Relaxing W->R ordering: Allows the processor to hide latency of writes when later read is independent. When store is issued, processor "buffers" the store operation in the write buffer and immediately executes subsequent loads.
The write buffer holds writes that have been issued by the processor and is different from cache's write-back buffer which holds dirty cache lines.
Total store ordering (TSO) Processor can start reading B
before its earlier writes to A
is seen by all processors. Until the write is seen by all processors, the other processors will not read the new value of A
.
Processor consistency (PC): Any processor can read the new value of A
before the write is seen by all processors.
TSO vs PC examples: Assume A and B are initialized to 0.

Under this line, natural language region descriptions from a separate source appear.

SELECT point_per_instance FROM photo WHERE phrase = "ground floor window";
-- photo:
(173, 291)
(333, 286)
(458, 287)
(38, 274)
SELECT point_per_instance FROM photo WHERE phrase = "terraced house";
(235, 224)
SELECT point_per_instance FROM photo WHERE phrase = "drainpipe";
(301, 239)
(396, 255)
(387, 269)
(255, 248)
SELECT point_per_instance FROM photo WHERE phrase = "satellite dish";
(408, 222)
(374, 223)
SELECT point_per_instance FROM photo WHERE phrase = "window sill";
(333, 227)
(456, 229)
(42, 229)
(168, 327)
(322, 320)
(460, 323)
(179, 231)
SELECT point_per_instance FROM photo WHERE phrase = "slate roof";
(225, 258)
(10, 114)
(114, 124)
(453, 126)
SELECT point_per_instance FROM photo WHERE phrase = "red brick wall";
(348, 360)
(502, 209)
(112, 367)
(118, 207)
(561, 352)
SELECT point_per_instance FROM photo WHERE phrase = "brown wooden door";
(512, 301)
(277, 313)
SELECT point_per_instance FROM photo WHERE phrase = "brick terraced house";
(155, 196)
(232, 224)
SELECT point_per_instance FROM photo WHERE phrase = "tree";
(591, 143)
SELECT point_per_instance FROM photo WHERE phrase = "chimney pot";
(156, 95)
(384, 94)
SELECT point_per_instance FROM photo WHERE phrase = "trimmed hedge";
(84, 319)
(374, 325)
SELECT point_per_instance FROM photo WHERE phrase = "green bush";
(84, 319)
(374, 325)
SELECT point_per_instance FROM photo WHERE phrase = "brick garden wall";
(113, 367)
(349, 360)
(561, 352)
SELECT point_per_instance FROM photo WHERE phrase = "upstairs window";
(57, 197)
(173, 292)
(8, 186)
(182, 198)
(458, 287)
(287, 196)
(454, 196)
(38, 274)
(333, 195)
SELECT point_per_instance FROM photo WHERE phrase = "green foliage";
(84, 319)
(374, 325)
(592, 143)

Results of execution match that of sequential consistency since there is no W->R.
# Program 1
# Thread 1 (Processor 1)
A = 1;
flag = 1;
# Thread 2 (Processor 2)
while (flag == 0);
print A;
Results of execution match that of sequential consistency since there is no W->R.
# Program 2
# Thread 1 (Processor 1)
A = 1;
B = 1;
# Thread 2 (Processor 2)
print B;
print A;
Read can move up before the write. In TSO, once thread 2 knows that A = 1, thread 3 also knows that A = 1. So results match that of sequential consistency.

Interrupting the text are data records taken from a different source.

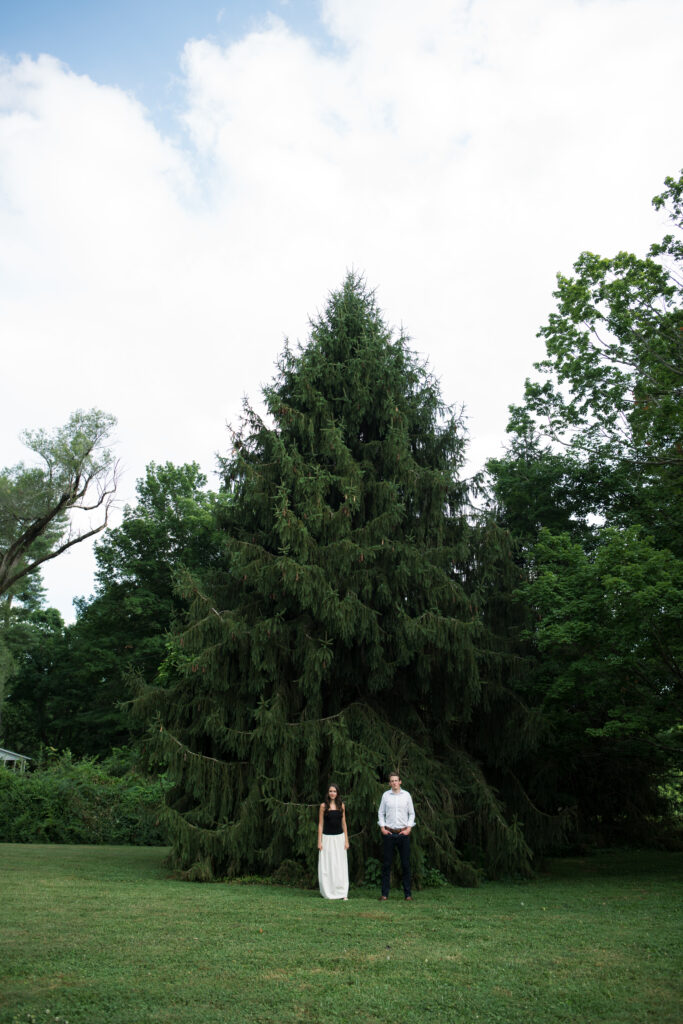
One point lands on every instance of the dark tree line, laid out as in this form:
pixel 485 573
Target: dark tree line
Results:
pixel 344 604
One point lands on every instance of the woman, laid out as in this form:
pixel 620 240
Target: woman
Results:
pixel 333 844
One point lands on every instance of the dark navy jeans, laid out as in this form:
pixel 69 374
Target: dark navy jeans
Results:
pixel 390 844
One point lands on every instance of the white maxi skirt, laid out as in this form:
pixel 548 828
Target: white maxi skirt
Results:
pixel 333 867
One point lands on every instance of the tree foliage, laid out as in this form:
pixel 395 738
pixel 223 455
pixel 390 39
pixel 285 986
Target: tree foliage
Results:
pixel 77 474
pixel 591 487
pixel 343 633
pixel 75 698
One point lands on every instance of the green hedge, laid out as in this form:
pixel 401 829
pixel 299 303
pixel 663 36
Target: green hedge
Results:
pixel 80 802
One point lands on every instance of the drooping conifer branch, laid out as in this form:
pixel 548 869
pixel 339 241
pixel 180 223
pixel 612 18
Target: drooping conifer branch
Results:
pixel 343 630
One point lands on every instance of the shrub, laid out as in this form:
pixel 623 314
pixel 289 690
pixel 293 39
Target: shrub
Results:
pixel 71 801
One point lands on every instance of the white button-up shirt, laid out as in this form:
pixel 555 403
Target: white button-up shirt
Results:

In PC, once thread 2 knows that A = 1, thread 3 may not know the same. So thread 3 may print A as 0. Results do not match that of sequential consistency.
# Program 3
# Thread 1 (Processor 1)
A = 1;
# Thread 2 (Processor 2)
while (A == 0);
B = 1;
# Thread 3 (Processor 3)
while (B == 0);
print A;
Prints can occur before variable assignments for both threads. In sequential consistency, at least something will be printed. With TSO and PC, there is a scenario where nothing will be printed. Both results do not match that of sequential consistency.
# Program 4
# Thread 1 (Processor 1)
A = 1;
print B;
# Thread 2 (Processor 2)
B = 1;
print A;
Why reorder other operations
(W->W) Processors may reorder write operations to optimize cache hits. (R->W, R->R) Processor may reorder independent instructions in an instruction stream. If there is only a single instruction stream, these are valid optimizations.
Release consistency (RC): Processors support special synchronization operations. For example, fence
keyword ensures memory accesses before the instruction is completed before moving forward.

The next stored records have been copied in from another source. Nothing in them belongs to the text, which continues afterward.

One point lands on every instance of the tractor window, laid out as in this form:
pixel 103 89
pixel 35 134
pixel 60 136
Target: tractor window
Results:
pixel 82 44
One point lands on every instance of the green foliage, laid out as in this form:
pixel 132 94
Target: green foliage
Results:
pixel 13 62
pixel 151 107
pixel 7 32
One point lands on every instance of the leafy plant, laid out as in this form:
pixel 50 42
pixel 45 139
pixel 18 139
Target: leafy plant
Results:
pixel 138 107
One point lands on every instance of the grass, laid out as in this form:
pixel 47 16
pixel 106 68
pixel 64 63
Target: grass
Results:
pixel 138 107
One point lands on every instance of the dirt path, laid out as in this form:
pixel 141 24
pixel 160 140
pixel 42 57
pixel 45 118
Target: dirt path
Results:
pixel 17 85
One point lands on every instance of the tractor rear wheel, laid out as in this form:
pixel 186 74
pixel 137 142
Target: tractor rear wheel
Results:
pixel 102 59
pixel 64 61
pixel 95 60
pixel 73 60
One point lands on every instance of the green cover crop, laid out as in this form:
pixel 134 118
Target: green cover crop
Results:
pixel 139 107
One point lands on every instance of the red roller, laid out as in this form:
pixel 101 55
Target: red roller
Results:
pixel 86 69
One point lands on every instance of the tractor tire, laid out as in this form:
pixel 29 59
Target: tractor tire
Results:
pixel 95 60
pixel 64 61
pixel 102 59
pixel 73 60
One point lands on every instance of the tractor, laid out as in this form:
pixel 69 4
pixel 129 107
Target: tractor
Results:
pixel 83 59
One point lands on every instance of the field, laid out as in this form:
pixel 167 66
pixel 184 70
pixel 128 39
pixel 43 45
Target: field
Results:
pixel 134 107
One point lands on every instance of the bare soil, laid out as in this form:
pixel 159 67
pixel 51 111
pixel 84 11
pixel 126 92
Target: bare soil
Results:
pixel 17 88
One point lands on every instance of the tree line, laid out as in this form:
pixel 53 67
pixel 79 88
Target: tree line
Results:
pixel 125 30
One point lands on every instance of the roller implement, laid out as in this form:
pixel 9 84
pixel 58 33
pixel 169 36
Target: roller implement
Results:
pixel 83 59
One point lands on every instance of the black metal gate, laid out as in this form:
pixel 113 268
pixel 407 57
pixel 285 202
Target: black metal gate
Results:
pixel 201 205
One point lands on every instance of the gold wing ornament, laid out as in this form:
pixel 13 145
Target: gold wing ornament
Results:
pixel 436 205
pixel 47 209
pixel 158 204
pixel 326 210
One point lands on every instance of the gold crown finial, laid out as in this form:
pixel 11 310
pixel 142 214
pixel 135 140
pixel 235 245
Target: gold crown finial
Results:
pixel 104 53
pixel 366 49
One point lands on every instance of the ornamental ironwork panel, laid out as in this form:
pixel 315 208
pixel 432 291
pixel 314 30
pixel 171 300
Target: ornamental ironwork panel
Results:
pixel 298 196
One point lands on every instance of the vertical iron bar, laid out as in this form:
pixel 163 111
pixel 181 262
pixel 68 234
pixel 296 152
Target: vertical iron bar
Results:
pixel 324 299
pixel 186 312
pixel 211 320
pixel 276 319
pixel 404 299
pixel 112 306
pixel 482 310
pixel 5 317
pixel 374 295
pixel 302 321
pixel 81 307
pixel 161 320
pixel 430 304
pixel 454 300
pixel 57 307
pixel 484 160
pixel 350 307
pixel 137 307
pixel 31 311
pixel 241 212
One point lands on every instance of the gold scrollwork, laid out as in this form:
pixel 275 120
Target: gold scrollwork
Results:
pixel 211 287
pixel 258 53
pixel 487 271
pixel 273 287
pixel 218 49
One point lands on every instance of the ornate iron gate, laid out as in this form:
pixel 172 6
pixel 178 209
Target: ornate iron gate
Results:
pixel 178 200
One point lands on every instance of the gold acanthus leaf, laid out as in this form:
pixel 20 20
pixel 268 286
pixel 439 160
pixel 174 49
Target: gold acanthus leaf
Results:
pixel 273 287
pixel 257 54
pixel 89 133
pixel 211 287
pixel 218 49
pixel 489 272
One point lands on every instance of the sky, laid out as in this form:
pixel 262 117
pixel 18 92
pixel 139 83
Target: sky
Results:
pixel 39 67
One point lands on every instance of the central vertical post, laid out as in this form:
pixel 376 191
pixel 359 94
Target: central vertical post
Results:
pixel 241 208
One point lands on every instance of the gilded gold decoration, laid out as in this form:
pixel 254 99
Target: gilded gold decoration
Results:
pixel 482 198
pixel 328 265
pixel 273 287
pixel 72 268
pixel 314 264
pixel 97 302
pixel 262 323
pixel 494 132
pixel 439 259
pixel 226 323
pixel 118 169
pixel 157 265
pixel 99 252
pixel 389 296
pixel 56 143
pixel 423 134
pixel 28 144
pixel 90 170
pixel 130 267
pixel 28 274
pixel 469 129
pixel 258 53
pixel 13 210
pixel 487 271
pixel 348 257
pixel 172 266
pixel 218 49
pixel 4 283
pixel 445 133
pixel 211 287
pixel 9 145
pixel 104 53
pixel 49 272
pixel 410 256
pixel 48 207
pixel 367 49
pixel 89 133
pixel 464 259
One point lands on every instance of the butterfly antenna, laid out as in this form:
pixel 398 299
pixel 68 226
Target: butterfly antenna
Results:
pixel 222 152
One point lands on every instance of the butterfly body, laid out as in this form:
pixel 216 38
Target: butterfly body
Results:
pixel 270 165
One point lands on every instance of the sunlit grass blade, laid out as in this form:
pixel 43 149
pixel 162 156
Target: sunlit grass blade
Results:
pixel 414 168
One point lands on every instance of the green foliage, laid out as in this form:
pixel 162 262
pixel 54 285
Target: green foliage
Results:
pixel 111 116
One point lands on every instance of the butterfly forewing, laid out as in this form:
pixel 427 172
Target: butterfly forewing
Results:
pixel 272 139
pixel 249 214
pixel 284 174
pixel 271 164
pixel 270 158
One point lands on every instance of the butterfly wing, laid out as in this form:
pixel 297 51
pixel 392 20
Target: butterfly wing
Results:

Intel x86-64: Total store ordering. ARM processors: Very relaxed consistency model.
Acquire: Prevents reordering of X
with any load/store AFTER X
in program order.
Release: Prevents reordering of X
with any load/store BEFORE X
in program order.
C++ 11 atomic <T> Provides memory ordering semantics for operations before and after atomic operations.
// Thread 1
atomic<int> flag; // Cannot be moved below flag release
int foo; // Cannot be moved below flag release
foo = 1; // Cannot be moved below flag release
flag.store(1, std::memory_order_release);
// Can be moved above flag release
// Thread 2
// Can be moved below flag acquire
while (flag.load(std::memory_order_acquire) == 0);
// Cannot be moved above flag acquire
// Use foo here